2015 Examination Priorities Announced
The SEC announced on Jan. 13, 2015, its Office of Compliance Inspections and Examinations’ priorities for 2015. The priorities focus on three topics:
- Protecting retail investors, especially those saving for or in retirement
- Assessing marketwide risks
- Using data analytics to identify signs of potential illegal activity
The identified priorities will focus on issues applying to a variety of financial institutions, including investment advisers, investment companies, broker-dealers, transfer agents, clearing agencies, and national securities exchanges.
From the American Institute of Certified Public Accountants (AICPA)
Technical Q&A Issued on Effect on Benefit Plans of New Mortality Tables
In October 2014, the Society of Actuaries (SOA) issued new mortality tables (RP-2014) and improvement scales (MP-2014).
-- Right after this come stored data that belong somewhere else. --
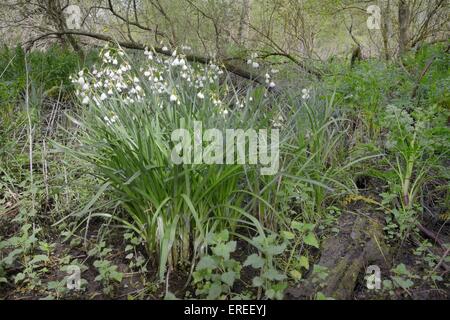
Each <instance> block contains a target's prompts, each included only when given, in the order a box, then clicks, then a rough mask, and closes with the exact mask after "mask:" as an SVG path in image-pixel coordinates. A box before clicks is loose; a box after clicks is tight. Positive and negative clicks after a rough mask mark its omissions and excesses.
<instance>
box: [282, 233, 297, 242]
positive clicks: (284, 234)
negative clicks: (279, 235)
mask: <svg viewBox="0 0 450 320" xmlns="http://www.w3.org/2000/svg"><path fill="white" fill-rule="evenodd" d="M281 236H282V237H283V238H284V239H286V240H292V239H294V238H295V234H293V233H292V232H289V231H281Z"/></svg>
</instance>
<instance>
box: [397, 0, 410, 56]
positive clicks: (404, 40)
mask: <svg viewBox="0 0 450 320" xmlns="http://www.w3.org/2000/svg"><path fill="white" fill-rule="evenodd" d="M409 16H410V15H409V6H408V2H407V0H399V4H398V26H399V36H398V45H399V54H400V55H402V54H404V53H405V52H406V51H407V49H408V26H409Z"/></svg>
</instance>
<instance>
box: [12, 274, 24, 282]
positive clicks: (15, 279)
mask: <svg viewBox="0 0 450 320" xmlns="http://www.w3.org/2000/svg"><path fill="white" fill-rule="evenodd" d="M24 279H25V274H24V273H18V274H17V275H16V276H15V277H14V283H18V282H20V281H22V280H24Z"/></svg>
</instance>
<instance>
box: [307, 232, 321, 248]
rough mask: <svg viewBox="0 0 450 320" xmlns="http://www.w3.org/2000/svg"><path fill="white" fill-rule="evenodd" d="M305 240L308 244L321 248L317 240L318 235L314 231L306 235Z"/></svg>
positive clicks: (312, 245)
mask: <svg viewBox="0 0 450 320" xmlns="http://www.w3.org/2000/svg"><path fill="white" fill-rule="evenodd" d="M304 241H305V243H306V244H307V245H310V246H313V247H315V248H317V249H318V248H319V242H318V241H317V238H316V236H315V235H314V233H312V232H310V233H308V234H307V235H306V236H305V238H304Z"/></svg>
The tables and scales reflect longer life expectancies and an expectation that the trend will continue. The impact will be an increase in pension obligations as well as other postretirement and postemployment benefit obligations that are dependent on mortality assumptions. During the 2014 AICPA national conference on SEC and Public Company Accounting Oversight Board developments, T. Kirk Crews, professional accounting fellow in the SEC Office of the Chief Accountant, commented on mortality assumptions during a speech: “Given plan sponsors have historically utilized the SOA’s mortality data and that data has been updated, the staff does not believe it would be appropriate for a registrant to disregard the SOA’s new mortality data in determining their best estimate of mortality.”
In February 2015, the AICPA issued a technical question and answer, “Effect of New Mortality Tables on Nongovernmental Employee Benefit Plans (EBPs) and Nongovernmental Entities That Sponsor EBPs,” to help sponsors of benefit plans determine how and when the updated mortality tables should be considered. The guidance includes U.S. GAAP references, management’s responsibilities, and auditor requirements.